When is consent manifested?

Consent is manifested by the meeting of the offer and the acceptance upon the thing and the cause which are to constitute the contract.[1] The offer must be certain, and the acceptance, whether express or implied, must be absolute.[2] An acceptance is considered absolute and unqualified when it is identical in all respects with that of the offer so as to produce consent or a meeting of the minds.[3]

[1] Article 1319, Civil Code.
[2] Articles 1319 and 1320, Civil Code.
[3] Traders Royal Bank v. Cuison Lumber Co., Inc., G.R. No. 174286, June 5, 2009.
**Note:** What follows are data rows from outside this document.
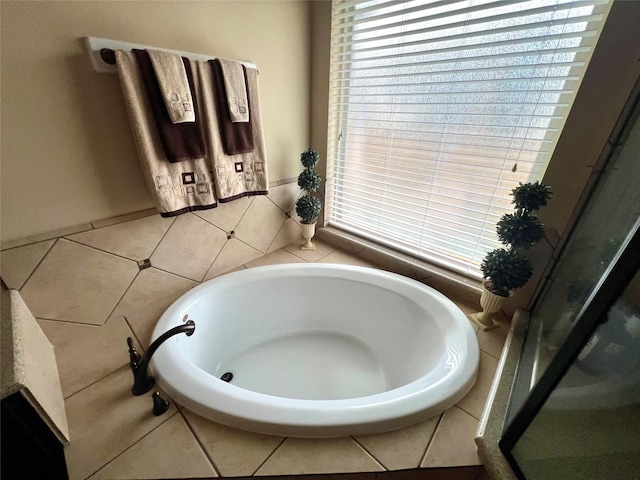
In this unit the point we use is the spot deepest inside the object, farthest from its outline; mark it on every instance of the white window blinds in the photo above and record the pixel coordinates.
(439, 108)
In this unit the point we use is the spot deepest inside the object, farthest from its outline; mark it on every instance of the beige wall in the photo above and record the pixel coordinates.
(613, 70)
(320, 52)
(67, 154)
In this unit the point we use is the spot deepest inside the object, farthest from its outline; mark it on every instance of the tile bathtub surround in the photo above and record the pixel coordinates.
(115, 435)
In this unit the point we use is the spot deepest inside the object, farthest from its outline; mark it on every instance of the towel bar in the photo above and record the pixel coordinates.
(102, 53)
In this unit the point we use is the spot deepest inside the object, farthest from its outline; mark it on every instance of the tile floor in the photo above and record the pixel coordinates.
(93, 289)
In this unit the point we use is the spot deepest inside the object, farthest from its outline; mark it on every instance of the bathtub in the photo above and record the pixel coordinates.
(316, 350)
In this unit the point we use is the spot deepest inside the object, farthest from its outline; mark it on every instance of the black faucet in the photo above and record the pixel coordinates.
(142, 381)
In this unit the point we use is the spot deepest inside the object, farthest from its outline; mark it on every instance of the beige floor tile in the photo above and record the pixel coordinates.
(275, 258)
(78, 284)
(234, 254)
(234, 452)
(136, 239)
(104, 420)
(289, 232)
(285, 196)
(18, 263)
(400, 449)
(340, 256)
(492, 341)
(453, 443)
(87, 353)
(473, 403)
(226, 216)
(300, 456)
(322, 250)
(260, 224)
(149, 296)
(169, 451)
(189, 247)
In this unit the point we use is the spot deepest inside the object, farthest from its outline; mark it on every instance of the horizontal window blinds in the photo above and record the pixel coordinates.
(439, 108)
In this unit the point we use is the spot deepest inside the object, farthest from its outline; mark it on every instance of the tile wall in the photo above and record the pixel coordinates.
(93, 288)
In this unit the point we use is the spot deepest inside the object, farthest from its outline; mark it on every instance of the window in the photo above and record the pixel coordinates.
(439, 108)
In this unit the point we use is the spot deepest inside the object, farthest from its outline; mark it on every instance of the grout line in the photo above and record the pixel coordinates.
(433, 435)
(269, 456)
(375, 459)
(80, 244)
(55, 240)
(135, 443)
(276, 235)
(95, 381)
(133, 332)
(162, 238)
(200, 444)
(126, 290)
(468, 412)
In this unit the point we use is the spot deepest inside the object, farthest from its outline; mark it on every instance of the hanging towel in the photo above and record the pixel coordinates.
(174, 86)
(181, 141)
(240, 175)
(235, 89)
(176, 187)
(236, 137)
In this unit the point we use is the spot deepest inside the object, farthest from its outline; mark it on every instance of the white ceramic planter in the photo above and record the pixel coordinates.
(490, 303)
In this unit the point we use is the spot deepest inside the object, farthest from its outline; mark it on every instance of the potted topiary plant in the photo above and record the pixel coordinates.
(506, 269)
(308, 206)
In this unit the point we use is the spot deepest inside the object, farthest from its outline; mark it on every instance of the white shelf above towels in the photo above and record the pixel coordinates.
(94, 45)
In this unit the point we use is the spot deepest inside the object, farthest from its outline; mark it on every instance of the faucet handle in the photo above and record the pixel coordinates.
(134, 356)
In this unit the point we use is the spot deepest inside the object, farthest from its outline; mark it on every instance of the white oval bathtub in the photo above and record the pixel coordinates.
(317, 350)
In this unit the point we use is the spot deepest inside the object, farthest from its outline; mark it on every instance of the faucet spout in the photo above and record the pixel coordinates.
(142, 381)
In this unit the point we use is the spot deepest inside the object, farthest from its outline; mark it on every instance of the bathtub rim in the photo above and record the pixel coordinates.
(237, 406)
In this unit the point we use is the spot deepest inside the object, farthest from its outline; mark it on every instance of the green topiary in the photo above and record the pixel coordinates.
(309, 180)
(308, 207)
(310, 158)
(519, 229)
(506, 268)
(531, 196)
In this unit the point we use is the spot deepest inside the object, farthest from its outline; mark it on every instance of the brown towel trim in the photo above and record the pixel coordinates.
(191, 208)
(245, 194)
(181, 141)
(236, 137)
A contract is void if one of the essential requisites of contracts under Article 1318 of the New Civil Code is lacking. Article 1318 provides:
Art. 1318. There is no contract unless the following requisites concur:

(1) Consent of the contracting parties;
(2) Object certain which is the subject matter of the contract;
(3) Cause of the obligation which is established.
All these elements must be present to constitute a valid contract. Consent is essential to the existence of a contract; and where it is wanting, the contract is non-existent. In a contract of sale, its perfection is consummated at the moment there is a meeting of the minds upon the thing that is the object of the contract and upon the price. Consent is manifested by the meeting of the offer and the acceptance of the thing and the cause, which are to constitute the contract. To enter into a valid contract of sale, the parties must have the capacity to do so. Every person is presumed to be capacitated to enter into a contract until satisfactory proof to the contrary is presented.(Vitalista v. Perez, G.R. No. 164147, 16 June 2006). The burden of proof is on the individual asserting a lack of capacity to contract, and this burden has been characterized as requiring for its satisfaction clear and convincing evidence.